On to the next museum: the Archaeology Museum of Cimiez, which was just next door to the Musée Matisse. We had already walked around the exterior site of the former Roman Arena and Bath complex. But displayed inside the museum building were all of the smaller treasures that had been dug up from sites all around Nice, including this bronze mask of the god Silenus excavated from a ship that was wrecked off the coast of Antibes during the 1st century B.C. 


Our third museum of the day was the Palais Lascaris. This 17th century palace was once the home to an ancient noble family. It is now a musical instrument museum, but the baroque-style palace's rooms are very well-preserved, including the former family chapel.


Our fourth and final museum on Thursday was the Musée de la Photographie Charles Nègre which was holding a temporary exhibit of the photography of Robert Doisneau.


Doisneau was a 20th century freelance photographer whose work appeared in Life and Vogue magazines in the 1940s and 1950s. Probably his most famous photograph is Le Baiser de l'Hôtel de Ville ("The Kiss by the City Hall"). Although it was taken in 1950, this photograph had a second life as a very popular poster and postcard in the 1980s -- in fact, if I recall correctly my best friend had this poster hanging from her wall back in those days!


During our marathon museum day we did take a break for lunch near the Cours Saleya market -- and what a lunch! When I ordered what I thought was a slice of lasagna at La Favola, I did not realize I would be getting an entire casserole dish of it! It was delicious and there was more than enough for both of us. If you are ever in Nice and dining with a crowd, don't make the same mistake I did -- I'd recommend that you order this dish to partager ("share").

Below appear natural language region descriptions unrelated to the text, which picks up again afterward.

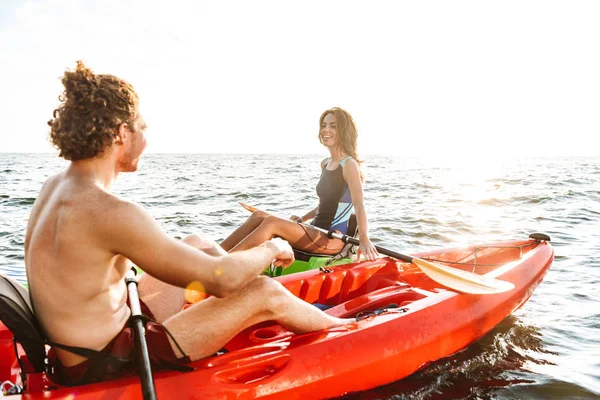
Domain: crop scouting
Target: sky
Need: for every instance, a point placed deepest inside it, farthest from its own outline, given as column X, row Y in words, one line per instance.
column 438, row 78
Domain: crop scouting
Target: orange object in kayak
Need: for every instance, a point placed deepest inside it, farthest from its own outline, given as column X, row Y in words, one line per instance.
column 405, row 320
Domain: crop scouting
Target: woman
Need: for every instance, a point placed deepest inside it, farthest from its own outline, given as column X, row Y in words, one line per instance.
column 340, row 193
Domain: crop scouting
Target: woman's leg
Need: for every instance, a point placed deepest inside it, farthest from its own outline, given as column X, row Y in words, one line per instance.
column 244, row 230
column 298, row 236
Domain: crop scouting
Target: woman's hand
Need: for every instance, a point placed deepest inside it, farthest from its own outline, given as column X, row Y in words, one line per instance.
column 367, row 249
column 284, row 256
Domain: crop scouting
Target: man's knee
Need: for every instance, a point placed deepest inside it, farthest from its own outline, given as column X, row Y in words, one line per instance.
column 259, row 215
column 270, row 291
column 197, row 240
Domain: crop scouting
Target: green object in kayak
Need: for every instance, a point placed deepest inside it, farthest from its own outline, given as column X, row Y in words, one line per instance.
column 315, row 262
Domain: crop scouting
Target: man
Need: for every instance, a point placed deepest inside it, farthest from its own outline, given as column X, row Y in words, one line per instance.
column 81, row 240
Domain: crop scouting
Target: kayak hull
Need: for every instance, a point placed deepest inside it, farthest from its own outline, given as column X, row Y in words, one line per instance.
column 424, row 322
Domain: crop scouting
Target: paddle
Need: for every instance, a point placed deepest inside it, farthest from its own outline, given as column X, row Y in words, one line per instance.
column 453, row 278
column 137, row 320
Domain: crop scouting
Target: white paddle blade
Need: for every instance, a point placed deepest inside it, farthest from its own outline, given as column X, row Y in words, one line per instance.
column 462, row 281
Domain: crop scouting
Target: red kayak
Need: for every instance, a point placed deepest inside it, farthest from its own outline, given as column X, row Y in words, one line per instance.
column 405, row 320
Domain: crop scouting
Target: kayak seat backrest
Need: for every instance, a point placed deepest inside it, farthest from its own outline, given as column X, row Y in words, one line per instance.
column 17, row 314
column 345, row 283
column 346, row 251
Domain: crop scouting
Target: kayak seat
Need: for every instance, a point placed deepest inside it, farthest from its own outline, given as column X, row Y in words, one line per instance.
column 17, row 314
column 347, row 251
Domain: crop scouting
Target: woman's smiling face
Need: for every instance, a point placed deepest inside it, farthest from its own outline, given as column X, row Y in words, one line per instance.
column 329, row 130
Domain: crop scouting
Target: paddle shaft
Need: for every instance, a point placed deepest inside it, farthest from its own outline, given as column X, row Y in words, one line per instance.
column 137, row 320
column 354, row 241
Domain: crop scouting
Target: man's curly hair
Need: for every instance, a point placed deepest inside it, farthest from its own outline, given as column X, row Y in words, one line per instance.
column 92, row 107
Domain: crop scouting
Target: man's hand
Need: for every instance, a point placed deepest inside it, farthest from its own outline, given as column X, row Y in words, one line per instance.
column 284, row 254
column 296, row 218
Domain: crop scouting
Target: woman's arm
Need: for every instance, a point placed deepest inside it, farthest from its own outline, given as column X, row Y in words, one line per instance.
column 352, row 177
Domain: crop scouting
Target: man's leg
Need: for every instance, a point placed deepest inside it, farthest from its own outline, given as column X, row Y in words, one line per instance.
column 206, row 327
column 165, row 300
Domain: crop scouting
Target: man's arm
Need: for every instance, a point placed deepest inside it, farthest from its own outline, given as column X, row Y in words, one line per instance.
column 132, row 232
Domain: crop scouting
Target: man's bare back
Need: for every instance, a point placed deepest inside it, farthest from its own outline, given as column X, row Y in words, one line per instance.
column 77, row 283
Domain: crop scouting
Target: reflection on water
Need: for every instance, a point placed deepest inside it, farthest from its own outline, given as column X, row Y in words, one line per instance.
column 498, row 366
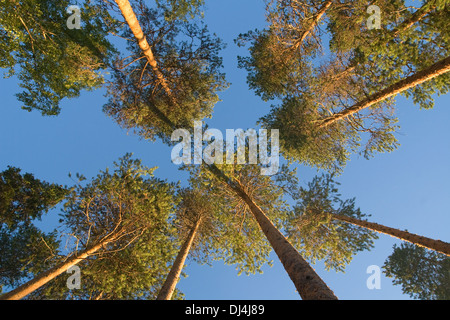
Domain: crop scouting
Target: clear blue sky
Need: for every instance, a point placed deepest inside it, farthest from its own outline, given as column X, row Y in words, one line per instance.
column 408, row 188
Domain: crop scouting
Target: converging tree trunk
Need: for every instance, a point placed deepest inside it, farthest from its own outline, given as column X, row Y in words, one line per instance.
column 133, row 23
column 316, row 19
column 169, row 285
column 435, row 70
column 309, row 285
column 436, row 245
column 52, row 273
column 307, row 282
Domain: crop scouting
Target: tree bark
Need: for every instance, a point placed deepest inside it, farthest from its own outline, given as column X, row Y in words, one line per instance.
column 309, row 285
column 168, row 288
column 52, row 273
column 435, row 70
column 436, row 245
column 307, row 282
column 316, row 19
column 133, row 23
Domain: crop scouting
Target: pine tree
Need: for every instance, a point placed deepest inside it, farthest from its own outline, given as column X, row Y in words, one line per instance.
column 354, row 86
column 119, row 223
column 54, row 62
column 423, row 274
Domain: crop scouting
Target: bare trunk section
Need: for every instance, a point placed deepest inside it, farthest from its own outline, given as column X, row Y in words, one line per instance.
column 133, row 23
column 436, row 245
column 168, row 288
column 429, row 73
column 307, row 282
column 316, row 19
column 52, row 273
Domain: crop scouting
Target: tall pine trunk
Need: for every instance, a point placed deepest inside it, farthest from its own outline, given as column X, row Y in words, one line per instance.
column 309, row 285
column 133, row 23
column 435, row 70
column 316, row 19
column 168, row 288
column 436, row 245
column 52, row 273
column 307, row 282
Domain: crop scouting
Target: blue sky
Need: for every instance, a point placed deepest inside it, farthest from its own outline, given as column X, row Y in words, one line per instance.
column 406, row 189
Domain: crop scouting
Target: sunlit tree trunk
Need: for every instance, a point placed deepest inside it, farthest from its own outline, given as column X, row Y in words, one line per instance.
column 436, row 245
column 307, row 282
column 309, row 285
column 310, row 27
column 133, row 23
column 168, row 288
column 429, row 73
column 52, row 273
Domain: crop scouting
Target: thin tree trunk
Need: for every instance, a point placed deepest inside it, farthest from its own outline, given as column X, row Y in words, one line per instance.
column 168, row 288
column 436, row 245
column 307, row 282
column 309, row 285
column 435, row 70
column 133, row 23
column 316, row 19
column 52, row 273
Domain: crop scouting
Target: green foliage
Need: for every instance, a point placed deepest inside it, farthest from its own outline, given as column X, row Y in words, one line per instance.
column 312, row 229
column 238, row 239
column 24, row 198
column 187, row 56
column 25, row 250
column 134, row 208
column 423, row 274
column 53, row 62
column 313, row 83
column 181, row 9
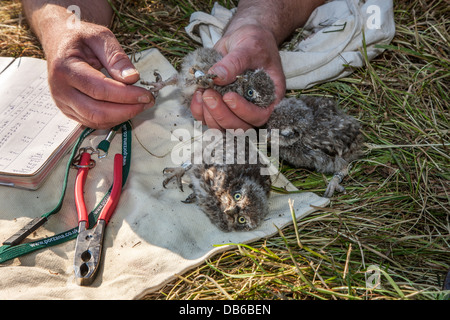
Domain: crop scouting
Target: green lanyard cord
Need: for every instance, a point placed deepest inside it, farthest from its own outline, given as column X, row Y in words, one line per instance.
column 8, row 252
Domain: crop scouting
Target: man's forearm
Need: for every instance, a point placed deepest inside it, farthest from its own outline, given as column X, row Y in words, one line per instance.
column 280, row 17
column 42, row 15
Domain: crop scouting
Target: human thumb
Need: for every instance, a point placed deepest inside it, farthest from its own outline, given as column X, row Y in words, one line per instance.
column 114, row 59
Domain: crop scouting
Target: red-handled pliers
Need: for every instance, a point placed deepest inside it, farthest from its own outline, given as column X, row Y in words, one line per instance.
column 88, row 249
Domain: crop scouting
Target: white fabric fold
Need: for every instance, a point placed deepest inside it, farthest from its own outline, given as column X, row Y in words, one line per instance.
column 334, row 40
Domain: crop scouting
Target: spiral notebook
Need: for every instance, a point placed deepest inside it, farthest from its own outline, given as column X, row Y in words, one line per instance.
column 34, row 133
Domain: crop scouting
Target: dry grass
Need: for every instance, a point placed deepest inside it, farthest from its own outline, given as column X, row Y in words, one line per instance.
column 395, row 214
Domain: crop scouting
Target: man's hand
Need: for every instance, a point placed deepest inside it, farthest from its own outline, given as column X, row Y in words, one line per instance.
column 84, row 93
column 248, row 47
column 76, row 54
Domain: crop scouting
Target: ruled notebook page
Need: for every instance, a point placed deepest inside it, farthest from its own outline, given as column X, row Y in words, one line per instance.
column 32, row 128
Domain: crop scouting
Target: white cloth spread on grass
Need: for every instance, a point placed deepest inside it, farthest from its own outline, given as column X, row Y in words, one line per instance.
column 334, row 38
column 152, row 236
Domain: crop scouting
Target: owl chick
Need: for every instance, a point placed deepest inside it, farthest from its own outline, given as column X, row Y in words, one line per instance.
column 254, row 85
column 315, row 134
column 234, row 196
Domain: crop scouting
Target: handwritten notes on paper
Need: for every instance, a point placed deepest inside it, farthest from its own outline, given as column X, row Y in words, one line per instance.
column 32, row 128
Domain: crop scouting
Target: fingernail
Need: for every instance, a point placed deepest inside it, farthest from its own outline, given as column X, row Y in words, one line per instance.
column 144, row 98
column 211, row 102
column 230, row 103
column 198, row 97
column 129, row 72
column 148, row 106
column 220, row 72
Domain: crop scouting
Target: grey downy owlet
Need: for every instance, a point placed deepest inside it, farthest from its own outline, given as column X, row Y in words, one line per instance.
column 254, row 85
column 315, row 134
column 233, row 194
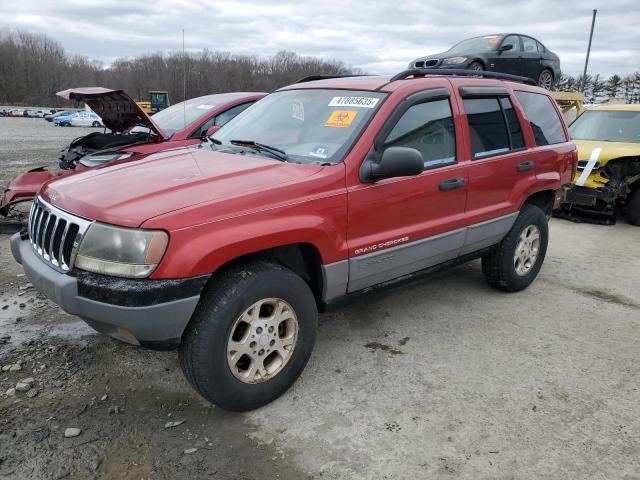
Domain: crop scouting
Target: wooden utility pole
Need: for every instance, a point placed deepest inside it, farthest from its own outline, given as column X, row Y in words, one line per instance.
column 586, row 62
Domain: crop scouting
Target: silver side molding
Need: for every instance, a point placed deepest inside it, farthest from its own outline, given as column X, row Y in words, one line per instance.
column 363, row 271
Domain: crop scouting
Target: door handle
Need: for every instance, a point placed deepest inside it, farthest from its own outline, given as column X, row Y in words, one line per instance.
column 451, row 184
column 525, row 166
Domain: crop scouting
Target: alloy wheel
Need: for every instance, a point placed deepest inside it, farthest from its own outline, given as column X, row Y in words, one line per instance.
column 527, row 250
column 262, row 340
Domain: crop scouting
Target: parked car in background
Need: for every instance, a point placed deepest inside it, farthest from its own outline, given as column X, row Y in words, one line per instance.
column 50, row 116
column 34, row 113
column 86, row 119
column 64, row 120
column 608, row 176
column 511, row 53
column 321, row 191
column 133, row 134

The "soaking rain" definitely came out in force on Friday! It was a true deluge, with the skies just inundating the city and surrounding countryside with sheets of rain. During a break where the rain let up a tiny bit, we put on our heavy duty raincoats and used our travel umbrellas to walk to the nearby Musée des Beaux-Arts. 


This small but interesting fine arts museum had sculptures by Auguste Rodin and many large-scale paintings including some Art Nouveau works by Jules Cheret, the "father of the modern poster". His smiling Belle Epoque ladies with colorfully draped dresses influenced other artists of his time such as Henri de Toulouse-Lautrec.


Another artist that was on exhibit at the Beaux-Arts museum was Raoul Dufy, a French fauvist painter whose bright and eye-catching works included this one, called "May in Nice".


Well, goodness! After six museums in just three days we were exhausted and more than a little "museum-ed out", as I'm sure you are also after reading this post! (Aren't you glad we didn't attempt all ten museums on the Museum Pass?) Well hopefully we have some sunny weather for our next adventure, no art museums allowed!